Émeue vosso este fado
DUAS PESSOAS MORRERAM DEPOIS DA DERROCADA DE UMA
estrada em Borba. Uma via que, olhando para aquilo, nunca deveria ter estado aberta. Mas esteve e duas pessoas morreram. Um relatório conclui que a câmara local conhecia, há anos, os riscos, mas nada fez. Duas pessoas morreram, mas a Rita Pereira foi mãe. De maneira que nos últimos dias as redes sociais - esse palco moderno onde a sociedade civil intervém - foram inundadas com partilhas, comentários, fotografias do nascimento do filho de Rita Pereira. E, em Borba, morreram duas pessoas, porque uma estrada ruiu. E, no ano passado, mais de 50 pessoas morreram nos incêndios.
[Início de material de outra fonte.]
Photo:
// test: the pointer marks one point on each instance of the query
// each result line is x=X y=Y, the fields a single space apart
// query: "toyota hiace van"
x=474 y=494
O filho de Rita Pereira dominou de tal forma a atenção da sociedade civil que só faltou mesmo um aceso debate no Observador sobre a virgindade da atriz e se esta concebeu sem pecado. Mas o médico João Duarte Bleck prefere a Senhora de Fátima à
Rita Pereira, por incrí- vel que isso possa parecer. A visão que o médico João Duarte Bleck tem do problema da virgindade de Maria leva a pensar que se, um dia destes, alguém lhe entrar no consultório com o braço partido ele prescreverá dois “pais-nossos” e quatro “ave-marias” como o melhor remédio para a desagradável situação.
A Rita Pereira e a estéril discussão à volta da virgindade da Santa são dois bons exemplos do alheamento de uma grande parte dos cidadãos das coisas da República: da gestão, dos problemas, das tensões, do futuro. A tal sociedade civil mobiliza-se mais depressa por uma qualquer causa dita fraturante, mas sem qualquer interesse real para o País, pelas discussões sobre o penálti não marcado ou essa maravilha da tecnologia chamada videoárbitro do que pelo escrutínio necessário de quem nos governa. Os frequentadores das redes sociais comovem-se mais rapidamente com uma qualquer história de amor ou tragédia passadas no estrangeiro do que com mais duas mortes numa terra portuguesa fruto, uma vez mais, da incúria do Estado. Donald Trump é o melhor exemplo da Era do Vazio. Nos textos do Distrito de Évora, Eça (ressuscitado, uma vez mais, pelos meios culturais) já referia que, se o povo de Évora pagava impostos, então tinha direito a ter polícia. O povo de Borba tinha direito à segurança das infraestruturas, até porque também paga impostos. E por falar no tributo, parece que, em 2018, o Fisco andou a sacar a uns impressionantes 5 milhões euros/hora. Isto motivou indignação, mas indignação a sério, não aquela dos coletes amarelos? “O povo vê passar tudo, indiferente, e atende ao movimento da nossa política, da nossa economia, da nossa instrução, com a mesma sonolenta indiferença e estéril desleixo com que atenderia à história que lhe contassem das guerras exterminadas de uma antiga república perdida”. Nada de novo, portanto.
A letargia da tal sociedade civil é tão confrangedora, que nem a Mensagem de Ano Novo de Sua Exa., o Senhor Presidente da República, sempre tão motivador e otimista, provocará qualquer efeito. O coma é demasiado profundo e Marcelo Rebelo de Sousa já o entendeu há muito. Por isso, em vez de posições firmes e vigilantes distribui beijos e abraços. Se os principais partidos políticos tiverem bons estrategas, para o ano escusam de gastar tempo, palavras e dinheiro em grandes e densos programas eleitorais. Meia dúzia de “memes” e o assunto estará resolvido, os cidadãos perceberão melhor a mensagem. A Saúde está um caos, a Educação sem rumo, a Justiça anda por aí, o investimento público nos serviços essenciais à população está congelado, os comboios estão parados, o preço das casas está incomportável para qualquer família da classe média, o crédito ao consumo está a atingir níveis preocupantes. Mas a pergunta que se impõe é: Rita Pereira foi mãe de um rapaz ou de uma rapariga? E já tem nome ou será escolhido pelos fãs?